“Quem sabe faz a hora, não espera acontecer”

Hoje, como ontem, o risco de nos deixarmos adormecer espreita-nos. O “sempre foi assim”, o “já sabemos”, entorpece-nos o coração. Estamos contentes, satisfeitos com o que já controlamos. O poder, que esta impressão de saber causa em nós, fecha-nos num autocontentamento.

Há um cantar português que diz: “Quem sabe faz a hora, não espera acontecer”. Jerusalém, embevecida pelos encómios da profecia de Isaías, parece ter-se deixado dormir. Não atendeu ao apelo do profeta. Despertará, mas perturbada pelo tropel daqueles que vêm de longe. São os magos, vindos do Oriente, que a tiram da sua sonolência e despertam a quantos encontram, no seu caminho de busca. O desejo que os move está em sintonia com a estrela, que adiante deles brilha e fascina. Os príncipes dos sacerdotes e os escribas do povo conhecem a profecia do grande acontecimento. A antiga profecia de Miqueias não foi esquecida, simplesmente, não lhe deram a devida atenção. O acontecimento teria lugar quase em casa e essa proximidade atraiçoa-os.

“Onde está?”, perguntam os magos. Este perguntar é também eco do seu perguntar-se interior. Nas suas pesquisas, deixaram-se tocar por esse grande acontecimento, o nascimento do rei dos Judeus. As perguntas, que os seus estudos suscitaram, levam-nos longe. Cruzam-se com as perguntas do seu coração. Lugares e pessoas são pontos de passagem, no seu caminho ao encontro do Rei, que a estrela diz ter nascido. Saem. Querem adorá-Lo, prostrar-se diante d’Ele, reverenciá-Lo, prestar-Lhe vassalagem. Tudo sinais de um coração inquieto, que procura, desde sempre, encontrar o seu lugar de adoração. Um cordial desejo que lhes serve de bússola, que os ajuda no seu caminhar.

“Onde está?”, perguntam os magos. Este perguntar é também eco do seu perguntar-se interior.

Este perguntar-se foi concedido a todos os povos. De um lado ao outro da terra, de muitas formas, por vezes tão díspares, a pergunta irrompe: onde está Aquele a quem queremos adorar? Todos se movem por este amor, que quer encontrar resposta. Todos são amados, todos querem amar. A adoração é a manifestação de um reconhecimento: só Deus é Deus. A ninguém mais devemos a nossa existência. Se estamos aqui, se vivemos, somos chamados a agradecer, em primeiro lugar, antes de tudo e de qualquer outra pessoa, ao Senhor da Vida. Só perante Ele, somos chamados a prostrar-nos, a adorar. A manifestar a todos o nosso amor primeiro. Não há amor anterior nem maior do que este, que é a fonte de todos os amores. Só o Deus Amor é passível de adoração.
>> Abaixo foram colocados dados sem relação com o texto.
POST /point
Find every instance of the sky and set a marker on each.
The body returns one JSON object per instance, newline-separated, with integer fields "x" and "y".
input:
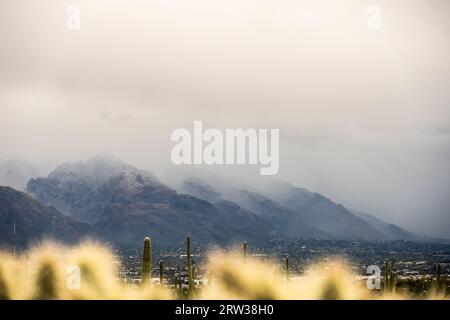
{"x": 364, "y": 115}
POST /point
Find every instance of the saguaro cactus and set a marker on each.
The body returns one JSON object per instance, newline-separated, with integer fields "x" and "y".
{"x": 161, "y": 272}
{"x": 245, "y": 250}
{"x": 287, "y": 268}
{"x": 441, "y": 283}
{"x": 147, "y": 261}
{"x": 189, "y": 265}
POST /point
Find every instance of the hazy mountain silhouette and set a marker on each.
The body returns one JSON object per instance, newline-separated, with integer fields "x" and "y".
{"x": 26, "y": 222}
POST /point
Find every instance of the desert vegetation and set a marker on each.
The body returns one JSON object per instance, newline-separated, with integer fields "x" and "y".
{"x": 88, "y": 271}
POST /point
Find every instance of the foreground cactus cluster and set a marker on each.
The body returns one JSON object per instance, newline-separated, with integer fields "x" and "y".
{"x": 44, "y": 274}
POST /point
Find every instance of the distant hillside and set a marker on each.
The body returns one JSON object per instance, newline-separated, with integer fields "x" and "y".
{"x": 125, "y": 204}
{"x": 16, "y": 173}
{"x": 26, "y": 222}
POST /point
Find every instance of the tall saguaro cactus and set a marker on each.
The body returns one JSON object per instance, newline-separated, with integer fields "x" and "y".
{"x": 189, "y": 265}
{"x": 147, "y": 261}
{"x": 287, "y": 267}
{"x": 245, "y": 250}
{"x": 161, "y": 272}
{"x": 390, "y": 278}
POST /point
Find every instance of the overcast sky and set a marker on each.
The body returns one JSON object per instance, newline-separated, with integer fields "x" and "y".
{"x": 364, "y": 115}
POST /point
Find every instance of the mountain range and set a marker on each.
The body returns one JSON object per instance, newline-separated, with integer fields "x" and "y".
{"x": 109, "y": 199}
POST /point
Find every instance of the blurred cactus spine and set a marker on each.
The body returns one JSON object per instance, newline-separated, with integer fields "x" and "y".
{"x": 189, "y": 265}
{"x": 147, "y": 261}
{"x": 4, "y": 290}
{"x": 46, "y": 282}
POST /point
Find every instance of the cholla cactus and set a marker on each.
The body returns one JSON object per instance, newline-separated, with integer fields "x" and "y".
{"x": 147, "y": 261}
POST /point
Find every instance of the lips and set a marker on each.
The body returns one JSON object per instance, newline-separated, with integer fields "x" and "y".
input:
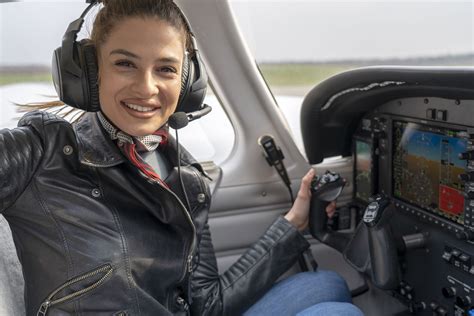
{"x": 141, "y": 110}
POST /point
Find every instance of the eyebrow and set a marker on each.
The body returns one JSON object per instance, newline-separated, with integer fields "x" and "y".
{"x": 132, "y": 55}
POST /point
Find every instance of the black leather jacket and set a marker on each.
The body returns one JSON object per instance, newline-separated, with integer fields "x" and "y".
{"x": 95, "y": 237}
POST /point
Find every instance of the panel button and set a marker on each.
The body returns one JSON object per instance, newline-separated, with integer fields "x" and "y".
{"x": 442, "y": 115}
{"x": 431, "y": 114}
{"x": 447, "y": 256}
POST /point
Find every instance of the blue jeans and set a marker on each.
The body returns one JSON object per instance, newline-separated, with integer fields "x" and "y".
{"x": 306, "y": 294}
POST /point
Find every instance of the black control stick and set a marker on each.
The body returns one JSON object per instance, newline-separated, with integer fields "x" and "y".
{"x": 382, "y": 248}
{"x": 324, "y": 189}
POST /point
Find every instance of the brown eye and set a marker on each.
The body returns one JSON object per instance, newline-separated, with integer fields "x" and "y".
{"x": 168, "y": 69}
{"x": 124, "y": 64}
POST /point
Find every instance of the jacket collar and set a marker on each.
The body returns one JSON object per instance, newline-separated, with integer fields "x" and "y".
{"x": 98, "y": 150}
{"x": 95, "y": 146}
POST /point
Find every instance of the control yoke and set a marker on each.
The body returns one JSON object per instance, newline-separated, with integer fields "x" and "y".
{"x": 324, "y": 189}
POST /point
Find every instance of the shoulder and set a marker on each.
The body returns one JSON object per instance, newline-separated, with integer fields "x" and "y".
{"x": 40, "y": 120}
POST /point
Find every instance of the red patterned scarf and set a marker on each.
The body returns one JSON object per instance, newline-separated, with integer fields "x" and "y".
{"x": 132, "y": 146}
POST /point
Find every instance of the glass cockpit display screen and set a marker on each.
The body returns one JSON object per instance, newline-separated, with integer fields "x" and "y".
{"x": 426, "y": 168}
{"x": 363, "y": 170}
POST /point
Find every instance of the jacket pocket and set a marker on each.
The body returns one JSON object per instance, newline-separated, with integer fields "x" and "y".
{"x": 66, "y": 291}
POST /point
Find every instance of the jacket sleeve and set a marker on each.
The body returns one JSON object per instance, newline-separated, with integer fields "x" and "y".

Hoje, como ontem, o risco de nos deixarmos adormecer espreita-nos. O “sempre foi assim”, o “já sabemos”, entorpece-nos o coração. Estamos contentes, satisfeitos com o que já controlamos. O poder, que esta impressão de saber causa em nós, fecha-nos num autocontentamento. Olhamos desconfiados, para aqueles que não vemos habitualmente a nosso lado, nas liturgias que frequentamos. Com facilidade, achamos que nada temos a aprender, com aqueles que nos parecem mais distantes dos nossos ritos. Hoje, temos a graça de ver entrar, pelas nossas portas, forasteiros que nos despertam, que nos ensinam a reconhecer uma marca inevitável do amor de Deus, a universalidade. Deus ama a todos. É natural que todos sintam o desejo de responder a esse amor, de amar.

Hoje, temos a graça de ver entrar, pelas nossas portas, forasteiros que nos despertam, que nos ensinam a reconhecer uma marca inevitável do amor de Deus, a universalidade.

Quantas vezes, os que nos parecem mais distantes, nos manifestam formas distintas de amar e de adorar. Dêmos graças, a Deus, por eles, pois alargam e enriquecem o nosso modo de responder ao amor de Deus.